# Kaplan Meier development
## Original community algorithm
Make sure to have R installed with the required dependencies. 

In [None]:
from importlib import import_module
_km = import_module("v6-kaplan-meier-py")

In [None]:
from vantage6.algorithm.tools.mock_client import MockAlgorithmClient
# Initialize the mock server. The datasets simulate the local datasets from
# the node. In this case we have two parties having two different datasets:
# a.csv and b.csv. The module name needs to be the name of your algorithm
# package. This is the name you specified in `setup.py`, in our case that
# would be v6-correlation-matrix-py.
dataset_1 = {"database": "/Users/frankmartin/Projects/Euracan/small_df.parquet", "db_type": "parquet"}
dataset_2 = {"database": "/Users/frankmartin/Projects/Euracan/small_df.parquet", "db_type": "parquet"}
dataset_3 = {"database": "/Users/frankmartin/Projects/Euracan/small_df.parquet", "db_type": "parquet"}
org_ids = ids = [0, 1, 2]

client = MockAlgorithmClient(
    datasets=[[dataset_1], [dataset_2], [dataset_3]],
    organization_ids=org_ids,
    module="v6-kaplan-meier-py",
)

In [None]:

import os
import base64
STRING_ENCODING = "utf-8"
ENV_VAR_EQUALS_REPLACEMENT = "="
def _encode(string: str):
    return (
        base64.b32encode(string.encode(STRING_ENCODING))
        .decode(STRING_ENCODING)
        .replace("=", ENV_VAR_EQUALS_REPLACEMENT)
    )
os.environ["KAPLAN_MEIER_TYPE_NOISE"] = _encode("NONE")

In [None]:
organizations = client.organization.list()
org_ids = ids = [organization["id"] for organization in organizations]

In [None]:
import pandas as pd
# Note that we only supply the task to a single organization as we only want to execute
# the central part of the algorithm once. The master task takes care of the
# distribution to the other parties.
average_task = client.task.create(
    input_={
        "method": "central",
        "kwargs": {
            "time_column_name": "SURVIVAL_DAYS",
            "censor_column_name": "CENSOR",
        },
    },
    organizations=[org_ids[0]],
)

results = client.result.get(average_task.get("id"))
df_events_clean = pd.read_json(results)

In [None]:
import matplotlib.pyplot as plt
fig, ax1 = plt.subplots()

# Plot the Kaplan-Meier curve for clean data
ax1.plot(
    df_events_clean["SURVIVAL_DAYS"], df_events_clean["survival_cdf"], label="Clean Data"
)

## Sarcoma registry extension
- [ ] Stratify on categorical variables
- [ ] make it multi-cohort / session based data input


### Stratify on categorical variables
The algorithm needs to be extended in order to support stratification on categorical variables. This simply means splitting the dataset on the categorical variable and computing the Kaplan Meier curve for each group.

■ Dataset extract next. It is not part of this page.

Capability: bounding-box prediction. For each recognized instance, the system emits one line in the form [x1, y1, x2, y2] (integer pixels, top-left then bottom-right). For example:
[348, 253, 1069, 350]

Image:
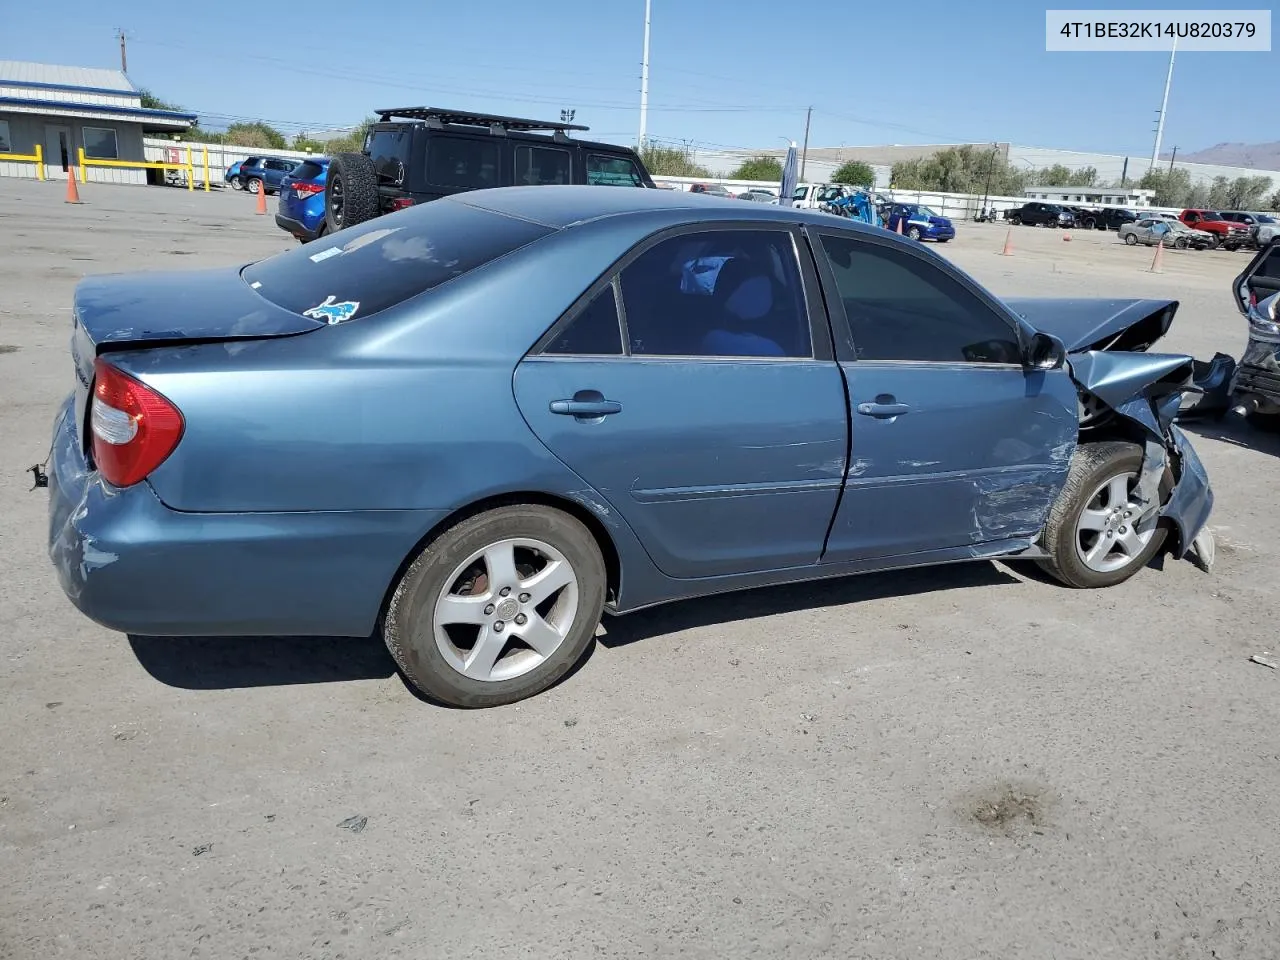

* There are two partial functions: `get_unique_event_times` and `get_km_event_table`  see [here](https://github.com/vantage6/v6-kaplan-meier-py/blob/main/v6-kaplan-meier-py/partial.py). You should split the dataframe before reporting the results (and the results should be reported per strata).
* The the unique event times should be combined per strata somewhere [here](https://github.com/vantage6/v6-kaplan-meier-py/blob/e7ea6466f548902945c3f757f5ed036790ae2ea9/v6-kaplan-meier-py/central.py#L68-L78)
* And finally you need to do the same thing for the event table [here](https://github.com/vantage6/v6-kaplan-meier-py/blob/e7ea6466f548902945c3f757f5ed036790ae2ea9/v6-kaplan-meier-py/central.py#L80-L96)

### Multi-cohort / session
The algorithm currently works with only a single dataset supplied by the infrastructure. 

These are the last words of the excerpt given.